DAVID FOLKENFLIK: Melissa Harris-Perry commutes 1,300 miles each week to host her own show on MSNBC. It runs live for two hours every Saturday and every Sunday morning. In her daily life, she is a full-time political science professor at Tulane University in New Orleans, where she is the founding director of the Anna Julia Cooper Project on Gender, Race and Politics in the South.
Folkenflik briefly noted Harris-Perry wrote for the “liberal” magazine The Nation in addition to “left-leaning” MSNBC, but her new gig is about her mixed-race and Mormon background. For added boost, he turned to former CBS and CNN reporter Deborah Potter:
MELISSA HARRIS-PERRY: I think that the opportunity to have a public forum during the year that we either will or will not reelect America's first black president, I could've said no to it if it was an 8:00 show, but there's no way I could say no to it on the weekends.
FOLKENFLIK: The legacy of President Obama is personal for Harris-Perry. Her father is black and she self-identifies as black, too. But then, her mother, who is white, was raised an observant member of the Church of Jesus Christ of Latter Day Saints, like Republican presidential candidate Mitt Romney. Harris-Perry says she's fascinated.
HARRIS-PERRY: Maybe more than anything in part because my people were Mormon pioneers, the history of oppression and rejection of Mormon people - Mormon people are not elitists. Mormon people were ejected because of their identity.
FOLKENFLIK: To former CBS and CNN correspondent Deborah Potter, Harris-Perry strikes a singular tone.
DEBORAH POTTER: Because she's used to being in the front of the class, I think her delivery on cable is that of an authority. She addresses the audience often as someone who knows what she's talking about -- and should because she's the teacher.
Ugh. Hail Melissa, full of depth. Then came the pure publicity from MSNBC president Phil Griffin:
PHIL GRIFFIN: In a 140-character Twitter world, the rebound is depth. People yearn for depth. And Melissa is an academic. That's what they do.
FOLKENFLIK: Harris-Perry leavens her left-liberal impulses with a discursive, civil style, yet Griffin says her strong voice emerges loud and clear.
GRIFFIN: I think the passionate host is winning because there are so many different outlets today that to break through the clutter you can't be cold and arm's length. You've got to love what you're talking about. You got to make it exciting and interesting.
Then came a little splash of balance, based on Harris-Perry’s “genocide and imperialism” address on the weekend before July 4 (which we exposed here ).
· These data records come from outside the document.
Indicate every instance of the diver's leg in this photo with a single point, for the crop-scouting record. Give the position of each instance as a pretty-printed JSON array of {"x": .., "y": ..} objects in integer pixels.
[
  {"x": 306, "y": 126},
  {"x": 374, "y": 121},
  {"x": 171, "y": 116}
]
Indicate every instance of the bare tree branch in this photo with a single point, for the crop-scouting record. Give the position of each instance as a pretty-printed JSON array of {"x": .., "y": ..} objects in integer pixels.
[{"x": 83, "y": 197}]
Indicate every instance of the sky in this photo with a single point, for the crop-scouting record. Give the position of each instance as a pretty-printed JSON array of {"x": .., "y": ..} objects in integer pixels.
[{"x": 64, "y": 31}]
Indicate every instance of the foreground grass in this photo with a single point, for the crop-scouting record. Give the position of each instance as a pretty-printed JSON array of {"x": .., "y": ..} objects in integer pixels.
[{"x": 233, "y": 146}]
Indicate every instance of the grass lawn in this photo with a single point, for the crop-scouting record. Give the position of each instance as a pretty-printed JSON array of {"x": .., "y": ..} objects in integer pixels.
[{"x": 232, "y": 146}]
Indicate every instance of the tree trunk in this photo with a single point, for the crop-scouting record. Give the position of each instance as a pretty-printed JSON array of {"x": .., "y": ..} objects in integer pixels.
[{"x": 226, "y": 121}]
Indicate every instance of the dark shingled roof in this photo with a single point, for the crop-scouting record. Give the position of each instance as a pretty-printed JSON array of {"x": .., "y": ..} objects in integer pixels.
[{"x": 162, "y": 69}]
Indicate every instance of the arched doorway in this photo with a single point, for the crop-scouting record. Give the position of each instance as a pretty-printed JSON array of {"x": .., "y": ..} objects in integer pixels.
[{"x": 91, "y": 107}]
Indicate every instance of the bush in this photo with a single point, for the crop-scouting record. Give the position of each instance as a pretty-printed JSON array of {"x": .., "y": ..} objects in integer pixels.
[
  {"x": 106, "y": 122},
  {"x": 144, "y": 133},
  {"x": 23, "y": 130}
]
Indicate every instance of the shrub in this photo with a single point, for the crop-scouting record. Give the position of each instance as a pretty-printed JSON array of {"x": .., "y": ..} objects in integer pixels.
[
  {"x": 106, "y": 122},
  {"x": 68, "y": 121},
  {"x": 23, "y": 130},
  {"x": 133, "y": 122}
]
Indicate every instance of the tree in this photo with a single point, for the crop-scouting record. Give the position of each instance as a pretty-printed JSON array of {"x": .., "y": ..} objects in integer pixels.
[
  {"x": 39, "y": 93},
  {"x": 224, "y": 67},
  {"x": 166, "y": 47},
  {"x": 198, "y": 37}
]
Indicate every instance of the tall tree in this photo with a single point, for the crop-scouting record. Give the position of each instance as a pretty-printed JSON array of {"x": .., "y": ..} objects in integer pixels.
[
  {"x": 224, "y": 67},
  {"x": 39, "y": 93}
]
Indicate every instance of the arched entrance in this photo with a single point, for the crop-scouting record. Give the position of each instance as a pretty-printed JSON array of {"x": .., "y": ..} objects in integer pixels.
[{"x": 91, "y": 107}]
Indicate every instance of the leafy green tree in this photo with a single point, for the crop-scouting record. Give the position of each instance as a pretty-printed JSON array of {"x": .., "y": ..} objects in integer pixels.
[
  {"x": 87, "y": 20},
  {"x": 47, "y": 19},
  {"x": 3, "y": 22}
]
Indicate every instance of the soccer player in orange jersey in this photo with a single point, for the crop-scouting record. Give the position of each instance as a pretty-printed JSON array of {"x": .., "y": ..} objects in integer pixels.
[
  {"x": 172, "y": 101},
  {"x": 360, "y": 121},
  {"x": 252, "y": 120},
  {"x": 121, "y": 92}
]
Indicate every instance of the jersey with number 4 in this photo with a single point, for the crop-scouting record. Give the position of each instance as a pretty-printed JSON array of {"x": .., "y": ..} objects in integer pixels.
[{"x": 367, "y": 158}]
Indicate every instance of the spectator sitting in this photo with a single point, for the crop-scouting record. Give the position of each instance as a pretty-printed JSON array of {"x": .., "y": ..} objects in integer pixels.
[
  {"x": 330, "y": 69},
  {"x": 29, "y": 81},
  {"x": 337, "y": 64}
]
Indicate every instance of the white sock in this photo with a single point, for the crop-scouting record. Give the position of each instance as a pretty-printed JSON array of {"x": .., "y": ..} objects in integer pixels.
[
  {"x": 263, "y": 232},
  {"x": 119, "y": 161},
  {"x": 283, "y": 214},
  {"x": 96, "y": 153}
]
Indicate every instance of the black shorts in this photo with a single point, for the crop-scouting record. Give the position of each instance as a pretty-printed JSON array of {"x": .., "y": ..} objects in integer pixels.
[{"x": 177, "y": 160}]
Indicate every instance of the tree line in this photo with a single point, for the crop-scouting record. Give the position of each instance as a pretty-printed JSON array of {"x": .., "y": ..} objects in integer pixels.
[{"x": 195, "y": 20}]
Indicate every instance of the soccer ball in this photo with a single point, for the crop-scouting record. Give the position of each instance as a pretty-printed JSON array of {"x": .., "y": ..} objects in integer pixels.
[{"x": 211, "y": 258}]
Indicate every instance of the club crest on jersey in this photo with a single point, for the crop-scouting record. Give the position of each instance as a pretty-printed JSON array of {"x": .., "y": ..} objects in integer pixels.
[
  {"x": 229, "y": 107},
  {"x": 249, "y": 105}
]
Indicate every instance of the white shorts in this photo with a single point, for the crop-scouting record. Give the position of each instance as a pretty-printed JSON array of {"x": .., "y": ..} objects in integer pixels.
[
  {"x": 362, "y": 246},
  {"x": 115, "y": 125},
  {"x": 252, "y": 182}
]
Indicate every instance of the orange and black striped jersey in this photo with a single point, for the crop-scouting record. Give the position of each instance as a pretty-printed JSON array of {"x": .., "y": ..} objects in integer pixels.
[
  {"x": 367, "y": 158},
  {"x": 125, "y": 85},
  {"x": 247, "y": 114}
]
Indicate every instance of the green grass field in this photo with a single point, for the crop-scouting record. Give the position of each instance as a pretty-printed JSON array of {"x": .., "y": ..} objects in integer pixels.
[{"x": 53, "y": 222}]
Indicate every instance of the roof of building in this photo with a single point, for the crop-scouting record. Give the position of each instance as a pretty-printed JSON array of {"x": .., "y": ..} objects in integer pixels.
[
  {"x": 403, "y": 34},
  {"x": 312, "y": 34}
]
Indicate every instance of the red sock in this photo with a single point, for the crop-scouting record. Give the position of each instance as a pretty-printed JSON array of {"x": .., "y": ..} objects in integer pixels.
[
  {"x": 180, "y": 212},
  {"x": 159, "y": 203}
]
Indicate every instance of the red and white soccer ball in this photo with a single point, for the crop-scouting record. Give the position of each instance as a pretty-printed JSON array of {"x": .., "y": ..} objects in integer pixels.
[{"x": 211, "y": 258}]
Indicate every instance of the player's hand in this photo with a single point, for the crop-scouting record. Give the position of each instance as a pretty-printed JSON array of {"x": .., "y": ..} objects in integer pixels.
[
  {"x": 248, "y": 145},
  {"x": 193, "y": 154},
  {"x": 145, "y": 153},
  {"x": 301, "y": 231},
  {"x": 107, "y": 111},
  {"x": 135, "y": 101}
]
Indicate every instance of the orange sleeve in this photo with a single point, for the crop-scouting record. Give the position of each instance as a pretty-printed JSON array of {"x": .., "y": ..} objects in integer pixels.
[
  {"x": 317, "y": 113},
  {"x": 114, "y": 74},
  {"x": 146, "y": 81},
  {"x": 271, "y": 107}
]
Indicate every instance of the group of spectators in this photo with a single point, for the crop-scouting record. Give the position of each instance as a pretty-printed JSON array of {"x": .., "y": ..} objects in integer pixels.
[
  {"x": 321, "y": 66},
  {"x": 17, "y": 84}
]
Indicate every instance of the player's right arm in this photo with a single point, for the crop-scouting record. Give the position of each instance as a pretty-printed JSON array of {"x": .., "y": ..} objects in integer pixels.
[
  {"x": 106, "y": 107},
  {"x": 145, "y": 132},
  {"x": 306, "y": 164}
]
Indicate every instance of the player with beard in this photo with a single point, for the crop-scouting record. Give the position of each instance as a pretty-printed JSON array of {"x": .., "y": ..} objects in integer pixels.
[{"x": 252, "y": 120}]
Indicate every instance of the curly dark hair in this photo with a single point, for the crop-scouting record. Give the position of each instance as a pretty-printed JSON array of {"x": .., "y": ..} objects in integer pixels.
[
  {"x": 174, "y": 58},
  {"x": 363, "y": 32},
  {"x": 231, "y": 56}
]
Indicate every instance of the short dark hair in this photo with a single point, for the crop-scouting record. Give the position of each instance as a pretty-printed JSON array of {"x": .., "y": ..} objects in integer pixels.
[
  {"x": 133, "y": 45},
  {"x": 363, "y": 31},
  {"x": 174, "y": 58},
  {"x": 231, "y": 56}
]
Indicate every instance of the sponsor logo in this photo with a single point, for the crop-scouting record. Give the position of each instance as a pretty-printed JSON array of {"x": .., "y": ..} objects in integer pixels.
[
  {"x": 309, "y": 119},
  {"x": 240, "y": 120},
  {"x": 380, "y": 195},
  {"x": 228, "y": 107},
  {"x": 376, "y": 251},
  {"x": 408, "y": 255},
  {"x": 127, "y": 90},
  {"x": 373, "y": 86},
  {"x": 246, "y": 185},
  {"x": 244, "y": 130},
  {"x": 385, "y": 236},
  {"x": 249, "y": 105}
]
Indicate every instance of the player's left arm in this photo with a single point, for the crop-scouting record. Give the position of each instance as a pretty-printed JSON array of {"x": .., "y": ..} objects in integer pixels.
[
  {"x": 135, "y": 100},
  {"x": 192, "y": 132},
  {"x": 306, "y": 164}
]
They aired clips of Bill O’Reilly, acknowledged as the “top-rated figure in cable news,” taking her to task on Fox. “Liberal people tend to want the government to solve problems to make the country a more humane place. But far-left Americans often don't like the country.”
The story wrapped up with the professor’s rebuttal and some "affirmative action" uplift for their discursive Diana Ross:
FOLKENFLIK: Harris-Perry argues he's got it exactly wrong - that it is fundamentally American to use free speech to acknowledge the country's shortcomings. Aside from having her own soapbox to do so, Harris-Perry says she has little but ego at stake. She considers her main career still to be at Tulane, and just bought a fixer-upper in a Katrina-scarred section of New Orleans.
HARRIS-PERRY: Ten years from now, being able to look back and say, you know, I did a good job will be if there are a lot more little black girls anchoring shows, like, and all different kinds of shows, right? Not just liberal talk shows or, you know, whatever we are - point of view shows, but all of it.